The majority of U.S. citizens received tax refunds during the 2023 filing season, and the experts urge that the high amount of the refund may not be as positive as it initially appears. The average refund has steadily increased over the past decade, reaching nearly $3,200, but experts predict that this trend may not be in the best interest of recipients due to worsening household debt. Large tax refunds, albeit appealing at first sight, may not actually be beneficial to Americans, advising that individuals would be better off maintaining correct withholding and redirecting that money to earn interest in a bank account instead.
When consumers are faced with record-high borrowing rates and accumulating household debt, affirmatively receiving a large tax refund may be a sign of excessive withholding from paychecks, indicating that many individuals are providing the government with an interest-free loan.

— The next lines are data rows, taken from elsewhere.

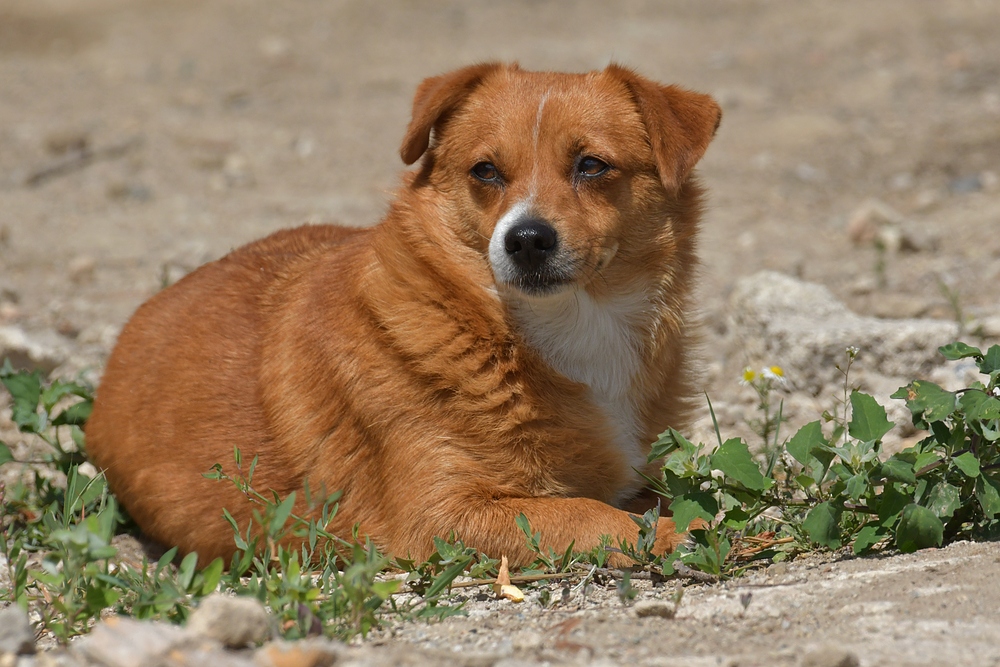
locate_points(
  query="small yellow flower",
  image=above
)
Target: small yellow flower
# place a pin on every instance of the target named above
(774, 374)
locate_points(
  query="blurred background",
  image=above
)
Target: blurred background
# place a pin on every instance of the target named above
(859, 149)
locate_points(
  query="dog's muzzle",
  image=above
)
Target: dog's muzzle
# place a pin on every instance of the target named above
(529, 244)
(526, 253)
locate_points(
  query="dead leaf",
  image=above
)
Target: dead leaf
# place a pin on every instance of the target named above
(503, 588)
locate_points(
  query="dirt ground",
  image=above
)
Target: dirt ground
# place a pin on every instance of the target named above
(139, 139)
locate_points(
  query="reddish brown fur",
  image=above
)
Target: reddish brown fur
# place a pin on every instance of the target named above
(384, 362)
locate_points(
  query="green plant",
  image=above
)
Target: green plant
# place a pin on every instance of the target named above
(830, 487)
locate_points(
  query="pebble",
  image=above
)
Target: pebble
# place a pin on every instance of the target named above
(81, 269)
(125, 642)
(654, 608)
(16, 635)
(829, 656)
(965, 184)
(41, 350)
(306, 653)
(233, 621)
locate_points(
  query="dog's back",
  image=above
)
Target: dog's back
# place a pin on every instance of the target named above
(508, 340)
(184, 373)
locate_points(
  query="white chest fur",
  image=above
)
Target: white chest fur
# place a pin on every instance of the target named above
(597, 344)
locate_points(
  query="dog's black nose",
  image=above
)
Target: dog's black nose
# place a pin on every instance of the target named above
(529, 243)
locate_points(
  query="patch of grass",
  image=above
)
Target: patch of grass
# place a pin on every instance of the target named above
(828, 486)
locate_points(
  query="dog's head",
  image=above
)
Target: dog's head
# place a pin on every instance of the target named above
(560, 178)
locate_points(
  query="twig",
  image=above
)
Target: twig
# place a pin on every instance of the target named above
(763, 545)
(700, 577)
(524, 578)
(78, 160)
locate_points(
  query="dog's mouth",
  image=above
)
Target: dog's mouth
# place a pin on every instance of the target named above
(542, 283)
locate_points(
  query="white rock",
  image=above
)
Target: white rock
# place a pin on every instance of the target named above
(234, 621)
(779, 320)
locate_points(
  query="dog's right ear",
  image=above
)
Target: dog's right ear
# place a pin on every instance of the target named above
(435, 97)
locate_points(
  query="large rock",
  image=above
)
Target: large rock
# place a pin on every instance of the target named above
(802, 327)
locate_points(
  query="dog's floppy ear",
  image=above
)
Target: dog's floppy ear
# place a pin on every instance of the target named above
(680, 123)
(435, 97)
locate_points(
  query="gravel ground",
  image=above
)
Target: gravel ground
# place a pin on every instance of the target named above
(139, 139)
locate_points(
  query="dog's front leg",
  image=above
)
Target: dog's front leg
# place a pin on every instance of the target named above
(491, 528)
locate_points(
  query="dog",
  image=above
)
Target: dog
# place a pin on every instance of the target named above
(509, 339)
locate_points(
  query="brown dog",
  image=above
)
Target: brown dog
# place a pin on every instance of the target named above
(509, 339)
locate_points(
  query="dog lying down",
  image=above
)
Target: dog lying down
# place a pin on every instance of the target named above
(509, 339)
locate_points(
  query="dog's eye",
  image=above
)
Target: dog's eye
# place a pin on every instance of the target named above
(591, 167)
(486, 172)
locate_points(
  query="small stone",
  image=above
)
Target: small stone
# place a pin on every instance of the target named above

In today’s circumstances, particularly when credit card debt continues to grow and balance, the experts argue that minimizing tax withholdings to pay off consumer debts is a more effective use of funds rather than receiving a large tax refund from the IRS. The latest data reveals that nationwide credit card debt balances peaked at $1.13 trillion in late 2023, sending average credit card debt per cardholder to $6,864.
This news highlights that taxpayers have the ability to revise withholding at any time, as the IRS permits individuals to adjust paycheck withholdings by resubmitting a W-4 form to their employer. However, when undergoing significant life changes like marriage or divorce, tax brackets and filing status often change accordingly. The financial experts warn to be cautious of potential underpayment penalties from the IRS, advising that it is both advantageous to receive a slight refund and not end up in a position where available funds are insufficient to pay taxes, incurring penalties with interest.